Similarly, a plan for a massive geologic carbon storage complex in Mississippi, led by the Southern States Energy Board, is being supported by the $28 million in DOE grants disbursed thus far.
The projects are bolstered by state leaders and members of Congress seeking to keep fossil fuel plants running and to secure coal sector jobs. However, neither the Project Tundra developers nor any of the other developers have made final decisions on whether to move forward with their projects, much less secured funding to break ground.
Some industry figures are blunt about the idea of retrofitting coal plants that may be a decade or two from retirement.
“Carbon capture really is irrelevant for our existing coal fleet," Jeffrey Lyash, president and CEO of the Tennessee Valley Authority, said June 16 during the American Nuclear Society's annual meeting. "Backfitting the technology to that old asset is not going to be cost-effective under any scenario.”
Such views contradict arguments from carbon capture supporters, who say coal plants must keep operating to maintain a reliable grid and jobs in fossil-heavy states. America's handful of developers also remain undeterred.
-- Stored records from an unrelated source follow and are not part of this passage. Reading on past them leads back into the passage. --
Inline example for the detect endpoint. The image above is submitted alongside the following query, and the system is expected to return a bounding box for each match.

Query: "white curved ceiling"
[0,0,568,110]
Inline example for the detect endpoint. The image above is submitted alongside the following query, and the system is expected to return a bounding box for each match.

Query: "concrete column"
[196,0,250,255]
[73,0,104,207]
Minnkota applied for a carbon storage permit with the North Dakota Department of Environmental Quality in late May. If that permit is approved, the rural power cooperative must seek a Class IV well permit under the federal Clean Water Act. So far, the timeline for starting construction at the 51-year-old Milton plant in 2022 remains intact, said Stacey Dahl, Minnkota Power's senior manager for external affairs.
Stuck with the bill
In Mississippi's Kemper County, the project team for the ambitious ECO2S underground carbon storage complex continues to explore the area's geology to determine if it can store up to 438 million metric tons of carbon dioxide. The captured carbon would be piped in from natural gas and coal plants in Mississippi and Alabama; the total cost of the storage project and the various plant retrofits has not yet been determined.
Kemper County was also home to Southern Co.'s ill-fated coal gasification and carbon capture venture, which Mississippi regulators called off in 2017 to protect ratepayers against $6.4 billion in losses. The DOE contributed $387 million to that project.
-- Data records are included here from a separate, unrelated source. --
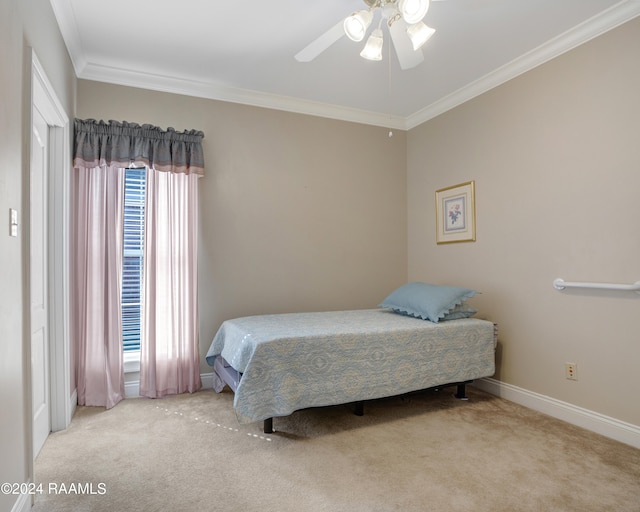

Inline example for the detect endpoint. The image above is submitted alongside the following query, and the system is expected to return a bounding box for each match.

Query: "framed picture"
[436,181,476,244]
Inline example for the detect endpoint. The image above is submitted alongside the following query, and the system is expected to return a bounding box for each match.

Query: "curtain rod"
[553,277,640,293]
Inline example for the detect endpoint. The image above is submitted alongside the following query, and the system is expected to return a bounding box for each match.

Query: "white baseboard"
[11,484,31,512]
[473,378,640,448]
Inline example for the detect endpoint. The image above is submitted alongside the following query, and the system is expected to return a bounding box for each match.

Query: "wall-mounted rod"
[553,278,640,293]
Whether the regional carbon storage project progresses will depend on whether the DOE issues additional grants under its CarbonSAFE program, Ben Wernette, the Southern States Energy Board's staff geologist, told Market Intelligence. Construction would be funded using a "combination of federal and industry dollars," he said.
Critics warn that federal and state taxpayers as well as ratepayers may ultimately pay for carbon capture projects that prove unsuccessful. Such concerns have grown louder since NRG Energy Inc. suspended operations at the nation's only operating coal-fired plant carbon capture facility, Petra Nova in Texas, last year.
NRG said that low oil prices eliminated the market for using captured carbon to flush out oil from nearly depleted production fields. But the company's own data showed that the $1 billion Petra Nova facility had not managed to operate as effectively as planned. The DOE gave $190 million in grants to the project.
Minnkota estimates its North Dakota project will also cost $1 billion, but that is "optimistic" considering Petra Nova was half as large and could never run at full capacity, cautioned the Institute for Energy Economics and Financial Analysis, or IEEFA, a group critical of carbon capture projects.
Customers of the two cooperatives that purchase electricity from the Milton R. Young plant already pay more than they would if the power came from the wholesale market, said David Schlissel, IEEFA's director of resource planning analysis.
"Adding carbon capture to the plant is only going to raise its costs," Schlissel said, "and ratepayers and customers are likely to end up stuck with the bill for the whole risky venture."